The role of erythropoietin to prevent red blood cell transfusion in a 2018-2020 two-center cohort of preterm infants.

Background: Treatment with recombinant human erythropoietin (rHu-EPO) modestly prevented packed red blood cell transfusions (pRBCTs) in preterm infants in studies performed several years ago. In France, some neonatal units stopped using rHu-EPO, while others continued. The aim of this study was to explore the role of rHu-EPO in the prevention of pRBCTs in a recent cohort of preterm infants.

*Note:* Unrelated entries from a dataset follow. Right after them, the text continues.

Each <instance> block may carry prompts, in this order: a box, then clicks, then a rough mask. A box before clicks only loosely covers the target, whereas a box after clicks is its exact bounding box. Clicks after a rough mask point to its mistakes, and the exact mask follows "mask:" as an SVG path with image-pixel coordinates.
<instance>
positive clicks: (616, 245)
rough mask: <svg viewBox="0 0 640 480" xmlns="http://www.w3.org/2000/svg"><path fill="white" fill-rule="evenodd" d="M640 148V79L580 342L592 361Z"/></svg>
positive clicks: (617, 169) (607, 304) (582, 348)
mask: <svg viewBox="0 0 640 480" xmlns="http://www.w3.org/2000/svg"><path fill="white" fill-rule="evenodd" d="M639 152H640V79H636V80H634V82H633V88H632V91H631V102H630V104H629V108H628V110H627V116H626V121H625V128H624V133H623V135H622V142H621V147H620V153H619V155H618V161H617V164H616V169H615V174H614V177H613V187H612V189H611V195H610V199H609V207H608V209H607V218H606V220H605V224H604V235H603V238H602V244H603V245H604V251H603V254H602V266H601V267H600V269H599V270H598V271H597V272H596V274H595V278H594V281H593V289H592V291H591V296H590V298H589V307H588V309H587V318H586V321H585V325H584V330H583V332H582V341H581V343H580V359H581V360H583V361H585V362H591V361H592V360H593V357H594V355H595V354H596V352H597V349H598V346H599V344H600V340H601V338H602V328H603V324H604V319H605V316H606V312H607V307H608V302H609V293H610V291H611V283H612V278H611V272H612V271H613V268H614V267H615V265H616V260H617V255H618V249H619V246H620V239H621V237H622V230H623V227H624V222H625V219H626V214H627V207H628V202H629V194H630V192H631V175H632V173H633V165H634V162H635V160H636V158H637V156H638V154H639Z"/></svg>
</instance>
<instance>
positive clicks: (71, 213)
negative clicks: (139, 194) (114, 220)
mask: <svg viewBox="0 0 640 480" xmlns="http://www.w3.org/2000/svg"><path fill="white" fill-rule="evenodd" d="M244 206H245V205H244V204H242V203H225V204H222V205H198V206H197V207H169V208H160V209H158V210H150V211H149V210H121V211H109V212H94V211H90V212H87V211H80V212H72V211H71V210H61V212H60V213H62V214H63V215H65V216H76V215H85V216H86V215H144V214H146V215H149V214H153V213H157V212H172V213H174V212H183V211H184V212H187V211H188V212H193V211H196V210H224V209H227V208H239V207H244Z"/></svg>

Materials and methods: Preterm infants who met rHu-EPO indications and were hospitalised between 2018 and 2020 in two neonatal units -one that did not use rHu-EPO and another that did- were eligible. Data about the neonatal history, rHu-EPO and iron treatments and pRBCT indications and volumes were collected. Infants exposed and not exposed to rHu-EPO were compared in univariate and multivariate analyses using backward logistic regression and Cox proportional hazards regression.

Results: A total of 257 patients exposed to rHu-EPO and 285 patients who were not exposed were included. Three profiles emerged. In the infants with a gestational age <28 weeks, the cumulative pRBCT volume/kg was similar regardless of rHu-EPO exposure (mean difference -2.8 mL, 95% confidence interval -16.1, 10.5, p=0.68). In the infants born between 28 and 30 weeks, a late pRBCT was prevented in the rHu-EPO group (single pRBCT: no rHu-EPO 22.1% vs rHu-EPO 8%, p=0.003). However, rHu-EPO was not independently associated with avoidance of this pRBCT. Finally, the need for pRBCT was low in the infants born after 30 weeks of gestation, making rHu-EPO treatment futile. In contrast, early iron supplementation was revealed to be critical in preventing pRBCT.

Discussion: No benefit of rHu-EPO in preventing pRBCT was observed in our cohort. The place of rHu-EPO in future requires careful consideration of the population concerned, adjustment of the therapeutic schedule and evolution of the indications for pRBCT.